President Denies Problem With Ukraine Press Freedom

KIEV, Ukraine -- Ukrainian President Viktor Yanukovych denied Friday he had eroded press freedoms since coming to power, saying that journalists could write what they liked so long as it was the truth.

Ukrainian President Viktor Yanukovych denied he had eroded press freedoms.

Press freedom in Ukraine is seen as one of the few lasting gains of the 2004 Orange Revolution that brought to power pro-Western leaders, who were ousted by Yanukovych in this year's elections.

"Everything that was working in Ukraine, all the programmes, all the television stations, are continuing to work. The written press is as it was before," he said in an interview with Agence France-Presse and two other foreign news agencies in Kiev.

"De facto, nothing has changed," he said.

Ukrainian journalists have repeatedly warned of deteriorating press freedoms, saying pressure on reporters has increased after the Kremlin-friendly Yanukovych came to power in February.
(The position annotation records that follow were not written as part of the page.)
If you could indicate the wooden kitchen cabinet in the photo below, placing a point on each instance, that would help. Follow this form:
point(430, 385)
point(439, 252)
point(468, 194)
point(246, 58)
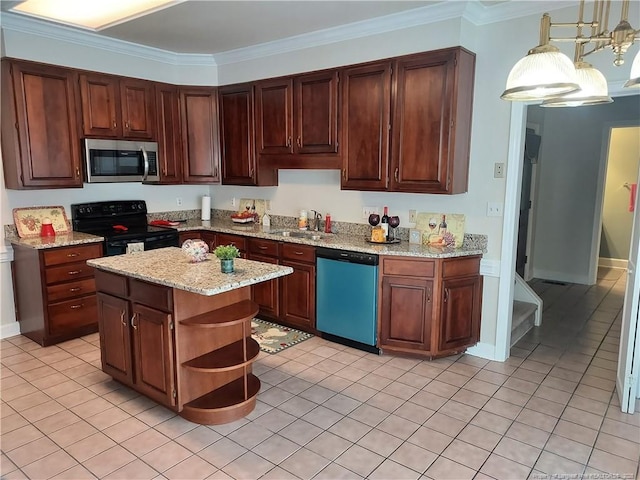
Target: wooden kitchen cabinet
point(117, 107)
point(55, 292)
point(169, 133)
point(40, 142)
point(298, 290)
point(432, 122)
point(200, 143)
point(366, 121)
point(266, 294)
point(429, 307)
point(137, 335)
point(297, 120)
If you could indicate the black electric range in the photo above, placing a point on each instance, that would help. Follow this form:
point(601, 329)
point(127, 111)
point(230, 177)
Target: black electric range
point(121, 223)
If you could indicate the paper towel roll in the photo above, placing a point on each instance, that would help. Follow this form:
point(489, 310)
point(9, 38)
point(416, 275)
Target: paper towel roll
point(206, 208)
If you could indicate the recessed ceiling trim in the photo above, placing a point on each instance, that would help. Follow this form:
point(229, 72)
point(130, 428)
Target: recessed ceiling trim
point(33, 26)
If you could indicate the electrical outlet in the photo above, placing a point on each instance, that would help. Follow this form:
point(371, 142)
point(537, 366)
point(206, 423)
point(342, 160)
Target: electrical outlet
point(494, 209)
point(366, 211)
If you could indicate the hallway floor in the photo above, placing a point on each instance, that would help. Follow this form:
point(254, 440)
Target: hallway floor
point(327, 412)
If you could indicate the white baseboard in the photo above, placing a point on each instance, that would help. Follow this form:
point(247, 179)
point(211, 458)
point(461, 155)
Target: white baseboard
point(613, 262)
point(483, 350)
point(9, 330)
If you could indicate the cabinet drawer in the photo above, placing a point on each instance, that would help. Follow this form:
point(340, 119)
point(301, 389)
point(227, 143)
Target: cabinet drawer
point(410, 268)
point(72, 271)
point(61, 291)
point(59, 256)
point(155, 296)
point(228, 239)
point(72, 314)
point(461, 267)
point(301, 253)
point(264, 247)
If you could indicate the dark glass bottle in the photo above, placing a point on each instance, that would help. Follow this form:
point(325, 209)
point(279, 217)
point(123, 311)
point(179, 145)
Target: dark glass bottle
point(384, 223)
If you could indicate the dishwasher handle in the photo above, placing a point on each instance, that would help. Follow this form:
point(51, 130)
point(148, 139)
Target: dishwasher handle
point(347, 256)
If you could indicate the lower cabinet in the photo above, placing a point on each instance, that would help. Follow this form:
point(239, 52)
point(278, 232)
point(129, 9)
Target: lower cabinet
point(429, 307)
point(189, 352)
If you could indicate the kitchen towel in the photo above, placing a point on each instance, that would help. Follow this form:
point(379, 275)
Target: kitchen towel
point(206, 208)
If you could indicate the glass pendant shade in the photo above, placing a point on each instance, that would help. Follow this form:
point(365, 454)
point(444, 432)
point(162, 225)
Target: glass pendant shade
point(593, 89)
point(545, 72)
point(634, 78)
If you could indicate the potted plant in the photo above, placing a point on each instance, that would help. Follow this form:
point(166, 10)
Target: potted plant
point(226, 254)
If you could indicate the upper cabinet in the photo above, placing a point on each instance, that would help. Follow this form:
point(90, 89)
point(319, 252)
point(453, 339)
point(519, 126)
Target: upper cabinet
point(40, 144)
point(431, 96)
point(297, 121)
point(200, 144)
point(117, 107)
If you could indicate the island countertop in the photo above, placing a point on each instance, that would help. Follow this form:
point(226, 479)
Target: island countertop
point(170, 267)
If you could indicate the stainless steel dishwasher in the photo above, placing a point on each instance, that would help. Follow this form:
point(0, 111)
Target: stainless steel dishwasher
point(347, 297)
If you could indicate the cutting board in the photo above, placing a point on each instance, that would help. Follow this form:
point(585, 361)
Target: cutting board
point(28, 220)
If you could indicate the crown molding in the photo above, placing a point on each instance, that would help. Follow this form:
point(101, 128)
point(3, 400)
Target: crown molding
point(46, 30)
point(472, 10)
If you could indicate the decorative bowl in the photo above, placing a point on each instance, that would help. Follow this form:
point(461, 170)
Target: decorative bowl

"Have you heard me tell someone 'don't criticise the president'? You will not hear this," he said.

"I believe that everyone should say what they want. But there should not be personal insults. Write the truth and all should be well."
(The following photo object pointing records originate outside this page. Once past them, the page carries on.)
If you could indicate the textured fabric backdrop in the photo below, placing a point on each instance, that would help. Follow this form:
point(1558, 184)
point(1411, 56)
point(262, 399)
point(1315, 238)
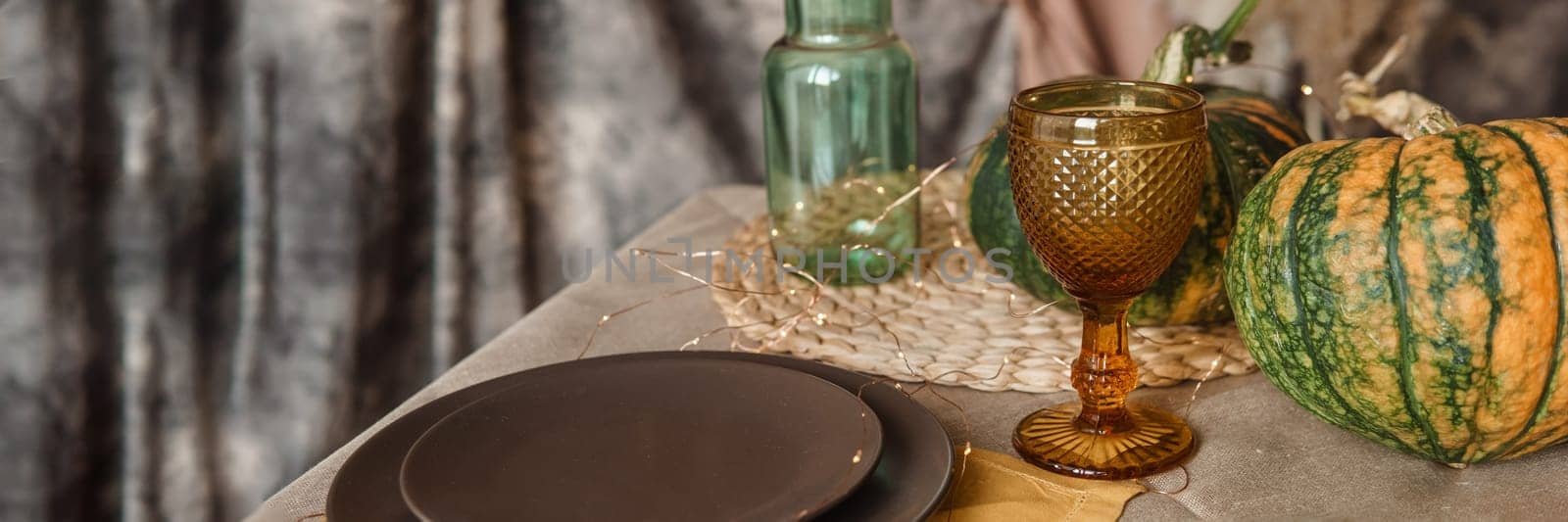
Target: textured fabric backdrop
point(234, 232)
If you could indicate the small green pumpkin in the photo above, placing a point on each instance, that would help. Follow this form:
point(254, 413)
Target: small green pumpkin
point(1416, 292)
point(1247, 133)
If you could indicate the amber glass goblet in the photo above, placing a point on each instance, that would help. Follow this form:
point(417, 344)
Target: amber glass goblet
point(1105, 176)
At the last moment before the interview, aides announced they would not allow the foreign agencies to take their own still pictures and video footage and said they could only use those handed out by the presidential administration.

Yanukovych's relations with the media have been marred by occasional mishaps, like the initial censoring by aides of footage showing a gigantic wreath tumbling on his head at a memorial ceremony.
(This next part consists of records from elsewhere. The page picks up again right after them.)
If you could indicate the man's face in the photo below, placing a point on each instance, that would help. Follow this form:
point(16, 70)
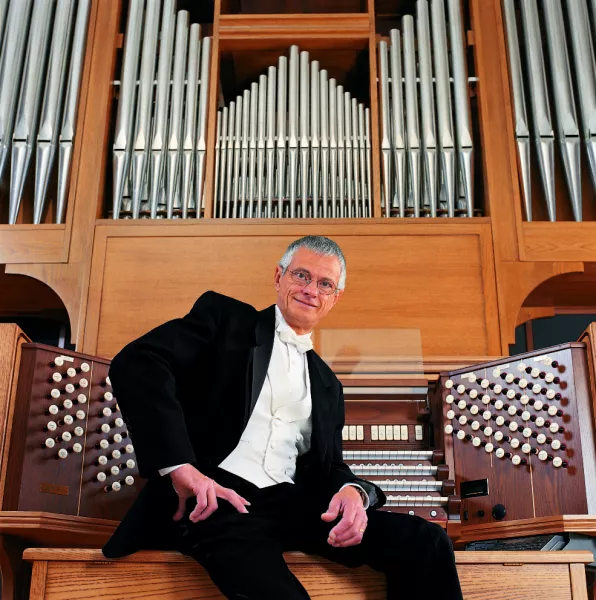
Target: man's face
point(304, 306)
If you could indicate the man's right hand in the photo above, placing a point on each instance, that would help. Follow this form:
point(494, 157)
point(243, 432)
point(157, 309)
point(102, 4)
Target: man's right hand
point(189, 482)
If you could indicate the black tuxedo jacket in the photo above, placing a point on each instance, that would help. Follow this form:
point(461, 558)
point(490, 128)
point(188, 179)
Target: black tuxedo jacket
point(187, 389)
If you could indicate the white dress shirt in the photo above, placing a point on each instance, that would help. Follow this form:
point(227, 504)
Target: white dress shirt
point(280, 427)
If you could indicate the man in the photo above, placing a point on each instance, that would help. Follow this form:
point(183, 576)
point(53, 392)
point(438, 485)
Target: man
point(237, 424)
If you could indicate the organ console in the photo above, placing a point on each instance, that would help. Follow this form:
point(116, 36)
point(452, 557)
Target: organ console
point(389, 439)
point(70, 452)
point(519, 434)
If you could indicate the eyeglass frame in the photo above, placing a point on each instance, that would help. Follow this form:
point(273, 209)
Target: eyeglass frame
point(309, 280)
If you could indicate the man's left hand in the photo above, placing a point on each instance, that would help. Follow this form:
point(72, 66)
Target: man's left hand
point(350, 530)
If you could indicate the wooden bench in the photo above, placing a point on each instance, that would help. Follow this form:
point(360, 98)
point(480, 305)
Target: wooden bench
point(75, 574)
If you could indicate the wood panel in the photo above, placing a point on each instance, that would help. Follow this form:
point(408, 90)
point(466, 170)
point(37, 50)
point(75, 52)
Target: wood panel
point(77, 574)
point(559, 241)
point(400, 276)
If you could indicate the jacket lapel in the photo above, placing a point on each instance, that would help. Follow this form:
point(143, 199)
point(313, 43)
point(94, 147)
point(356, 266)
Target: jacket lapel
point(261, 356)
point(324, 403)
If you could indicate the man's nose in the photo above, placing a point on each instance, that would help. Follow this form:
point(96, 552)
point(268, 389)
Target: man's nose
point(312, 289)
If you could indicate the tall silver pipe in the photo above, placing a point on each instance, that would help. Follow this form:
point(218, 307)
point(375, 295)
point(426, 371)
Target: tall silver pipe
point(386, 175)
point(261, 122)
point(27, 119)
point(3, 13)
point(585, 72)
point(445, 133)
point(216, 173)
point(270, 160)
point(162, 102)
point(199, 186)
point(145, 103)
point(69, 117)
point(11, 65)
point(364, 199)
point(541, 118)
point(173, 200)
point(367, 144)
point(223, 177)
point(237, 149)
point(333, 148)
point(304, 133)
point(325, 120)
point(428, 136)
point(347, 101)
point(230, 158)
point(341, 151)
point(398, 136)
point(190, 119)
point(293, 127)
point(244, 152)
point(355, 158)
point(412, 127)
point(47, 136)
point(282, 82)
point(252, 147)
point(126, 103)
point(566, 121)
point(315, 113)
point(461, 101)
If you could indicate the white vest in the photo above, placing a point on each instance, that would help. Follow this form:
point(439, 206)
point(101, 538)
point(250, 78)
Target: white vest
point(280, 426)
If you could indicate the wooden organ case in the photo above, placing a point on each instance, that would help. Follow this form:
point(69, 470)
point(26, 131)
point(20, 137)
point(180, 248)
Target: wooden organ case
point(520, 432)
point(70, 452)
point(389, 438)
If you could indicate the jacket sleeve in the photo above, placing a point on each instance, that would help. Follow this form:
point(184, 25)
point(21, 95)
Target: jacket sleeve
point(143, 376)
point(340, 473)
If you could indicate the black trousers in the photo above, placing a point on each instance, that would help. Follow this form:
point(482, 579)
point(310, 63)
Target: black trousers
point(243, 552)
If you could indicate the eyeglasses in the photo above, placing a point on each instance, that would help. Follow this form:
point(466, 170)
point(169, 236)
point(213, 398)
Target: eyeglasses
point(303, 278)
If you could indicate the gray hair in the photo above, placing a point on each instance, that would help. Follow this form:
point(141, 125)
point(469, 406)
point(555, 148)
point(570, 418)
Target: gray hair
point(319, 245)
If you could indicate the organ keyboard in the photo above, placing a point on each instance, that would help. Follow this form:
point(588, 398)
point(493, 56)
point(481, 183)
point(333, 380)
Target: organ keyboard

He said however the Ukrainian opposition were using the question of press freedom as a political tactic.

"But this is also a normal process, I am not going to throw myself at the opposition with a truncheon," he said.

International press watchdog Reporters Without Borders has said that media freedoms in Ukraine have deteriorated under Yanukovych and the country has tumbled to 131 from 89 in its latest table of world press freedom.